The High Court had granted bail to a woman, Ramathal and her associates who had allegedly cheated a person to the tune of Rs 32.5 lakh.

The accused had allegedly sold the property situated in Coimbatore on the basis of forged and bogus documents. The property had already been mortgaged with Punjab National Bank and a loan was also taken from another financial institution on it.

In another case, accused persons I Glaskasden Grace and his accomplices cheated a woman and her son-in-law to the tune of Rs 62,62,000 for a property located in the same city in Tamil Nadu.

The complaint was filed by one B Nagalakshmi against M Mani, a property dealer and other accused of cheating her of the amount on the basis of bogus papers and false sale deed.

In this case, the High Court, while granting anticipatory bail to the accused under 438 Cr.
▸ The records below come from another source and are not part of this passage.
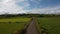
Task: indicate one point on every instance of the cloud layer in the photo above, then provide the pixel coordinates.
(18, 6)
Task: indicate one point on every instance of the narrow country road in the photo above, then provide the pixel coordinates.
(31, 28)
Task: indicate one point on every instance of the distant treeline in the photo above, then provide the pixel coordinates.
(28, 15)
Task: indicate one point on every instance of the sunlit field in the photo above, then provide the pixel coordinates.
(9, 25)
(52, 24)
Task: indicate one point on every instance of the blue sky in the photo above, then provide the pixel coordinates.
(31, 6)
(40, 3)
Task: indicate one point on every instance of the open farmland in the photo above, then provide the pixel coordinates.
(9, 25)
(51, 24)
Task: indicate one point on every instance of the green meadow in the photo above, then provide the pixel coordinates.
(9, 25)
(52, 24)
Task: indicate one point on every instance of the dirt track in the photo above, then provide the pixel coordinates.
(31, 28)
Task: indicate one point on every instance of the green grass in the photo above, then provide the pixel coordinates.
(52, 24)
(6, 28)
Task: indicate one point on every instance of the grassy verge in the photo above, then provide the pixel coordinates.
(52, 24)
(9, 25)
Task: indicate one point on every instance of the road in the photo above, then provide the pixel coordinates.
(31, 28)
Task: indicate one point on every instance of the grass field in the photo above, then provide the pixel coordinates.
(9, 25)
(52, 24)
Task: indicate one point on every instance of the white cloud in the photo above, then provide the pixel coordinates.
(47, 10)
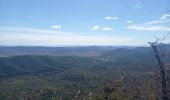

PC, directed them to deposit the title deed of property worth Rs 20 lakhs standing either in their name or in the name of third party.

A bench comprising Justices S B Sinha and Mukundakam Sharma while setting aside the impugned order of the High Court noted, ‘it is not disclosed from the record that the High Court considered the entire facts of the case in proper perspective and proceeded to dispose off the prayer for anticipatory bail oblivious of the facts of the case and contrary to correct legal position with regard to law relating to grant of anticipatory bail.

‘The High Court should have considered the entire facts of the case including the gravity of the offence alleged and in the light thereof should have considered the prayer for grant of anticipatory bail.

In view of the matter, we feel that the entire order passed by the High Court is required to be set aside and the matter to be reconsidered in accordance with law and in terms of the observations made herein,’ the court said.

Justice Sharma, writing both the judgments for the bench, remanded the matter back to the High Court with directions to consider afresh the prayer of the appellants in the light of the gravity of the offence to decide whether to grant the prayer for anticipatory bail.

The apex court also directed the High Court to pass a reasoned order as expeditiously as possible, preferably with in a period of six weeks from the date of the communication of the order.